In this scheme, offshore call centers contacted Medicare recipients and convinced them they needed medical equipment. “Straw” doctors would write prescriptions without meeting the patients. The braces would ship, and the manufacturers would split the profits with the telemarketing firms. Somehow this netted them over a billion dollars which they laundered through shell companies and bought - of course - exotic cars, yachts, and luxury real estate.

They received $500 to $900 per brace, paid $300 in kickbacks to the manufacturers, so they sold millions of these unnecessary braces. Unbelievable. It does bring up an uncomfortable question about what happens when we eventually drag our country into something resembling socialized medicine - we still need private companies to manufacture braces and other medical equipment. Doctors may still have significant financial incentive to prescribe things that are not medically necessary, whether it’s via kickbacks or the money from repeat patient visits. Medicare is arguably the most successful government services program ever enacted, and it’s still losing billions a year to shady fucks! The agencies in charge of the program do appear to be doing a good job at combating fraud and theft, but it’s an uphill battle.

Access to care is critically important. Quality and cost are real issues. Waste and fraud is a reality we have to deal with. Going into an election year we have to decide, as a country, if the mess we currently live with is good enough. I don’t think it is.

Also, while the $1.2 billion fraud was impressive, it wasn’t as big as Senator Rick Scott’s Medicare fraud. He’s still got the crown.

Say it Ain’t So, Papa

John Schnatter

Normally this would be Short Cons material, but I just had to roast this bozo. In an incredibly sweaty interview back in November, “Papa” John Schnatter claimed he’d had 40 pizzas in 30 days. He also said this about the new CEO of his pizza chain:

"He has no pizza experience. He has never been in the pizza category. He doesn't really know quality. Probably most important, he doesn't have a passion for people."

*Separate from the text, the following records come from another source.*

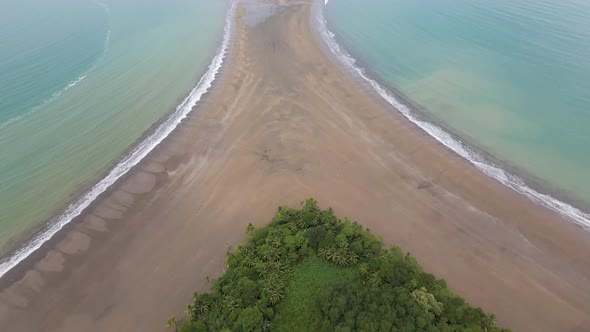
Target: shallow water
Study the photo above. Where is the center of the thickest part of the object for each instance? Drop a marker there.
(81, 82)
(513, 78)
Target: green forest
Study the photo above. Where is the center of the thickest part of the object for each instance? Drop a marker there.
(310, 271)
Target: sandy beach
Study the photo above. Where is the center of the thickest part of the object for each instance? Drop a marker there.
(282, 123)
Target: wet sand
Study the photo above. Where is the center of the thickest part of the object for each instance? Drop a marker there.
(283, 123)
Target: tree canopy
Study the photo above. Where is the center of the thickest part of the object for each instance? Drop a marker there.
(310, 271)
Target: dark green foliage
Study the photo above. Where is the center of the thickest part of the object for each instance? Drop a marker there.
(309, 271)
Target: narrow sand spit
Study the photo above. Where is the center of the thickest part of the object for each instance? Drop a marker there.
(283, 123)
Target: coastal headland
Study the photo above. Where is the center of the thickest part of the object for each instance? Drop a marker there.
(284, 122)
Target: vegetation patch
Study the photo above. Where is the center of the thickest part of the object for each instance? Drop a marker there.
(310, 271)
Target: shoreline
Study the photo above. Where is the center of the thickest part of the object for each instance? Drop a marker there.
(536, 189)
(152, 137)
(270, 134)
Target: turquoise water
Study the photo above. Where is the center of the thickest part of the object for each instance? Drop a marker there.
(82, 81)
(512, 77)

"My metaphor is: There's no reason to be in the car when the car crashes even if you love the car,"


"Stay tuned. The day of reckoning will come," he said. "The record will be straight."

Well, Papa, it seems the record has been straight, and you have some explaining to do, buddy!!

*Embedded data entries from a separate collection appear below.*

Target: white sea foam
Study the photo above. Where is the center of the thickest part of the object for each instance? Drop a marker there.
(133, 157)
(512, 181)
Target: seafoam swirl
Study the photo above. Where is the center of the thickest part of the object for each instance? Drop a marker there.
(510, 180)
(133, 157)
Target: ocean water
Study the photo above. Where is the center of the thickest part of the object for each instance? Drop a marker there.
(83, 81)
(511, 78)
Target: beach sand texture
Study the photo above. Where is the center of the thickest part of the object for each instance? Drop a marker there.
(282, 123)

Schnatter explained on the H3 podcast that when he said he’d “had 40 pizzas in the last 30 days,” he did not mean he was eating entire pizzas, rather he’d had slices from different pies.


Schnatter said that he still eats about eight or nine slices of Papa John’s per week, down from 12 to 15 when he was still in charge of things. With his decreased consumption, Schnatter would be averaging about four eight-cut pizzas in 30 days.

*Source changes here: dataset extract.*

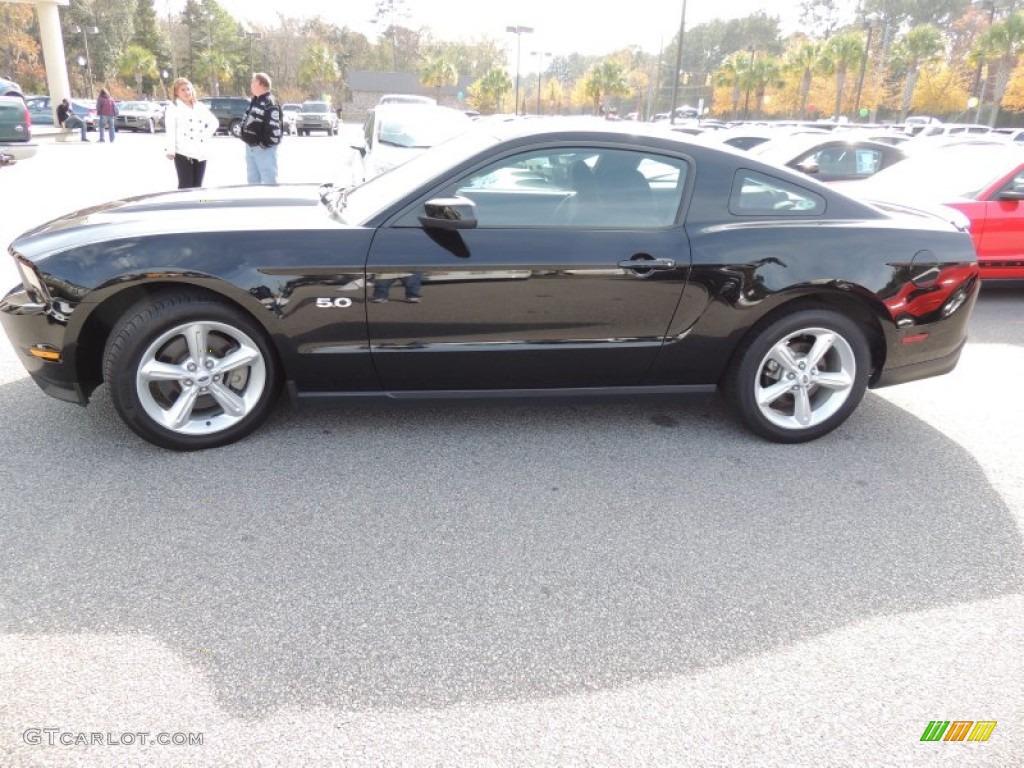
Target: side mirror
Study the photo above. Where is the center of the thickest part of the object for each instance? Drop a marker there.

Four pizzas in 30 days? Get this weak shit out of here. Also worth remembering that Schnatter was ousted from his company for being a racist and a shitty boss. No one should feel bad for this rich, sweaty, bigoted dumbass who only eats four pies a month. He’s not in the pizza category.

Short Cons

Vice - “DoNotPay, the family of consumer advocacy services meant to protect people from corporate exploitation, is launching a new app aimed at helping end our long national nightmare surrounding robocalls by giving you a burner credit card to get their contact details then giving you a chatbot lawyer to automatically sue them.

WaPo - “And as the police in Florida’s Panhandle began examining the inside of the Kia sedan, they came across two bags helpfully marked “Bag Full of Drugs.”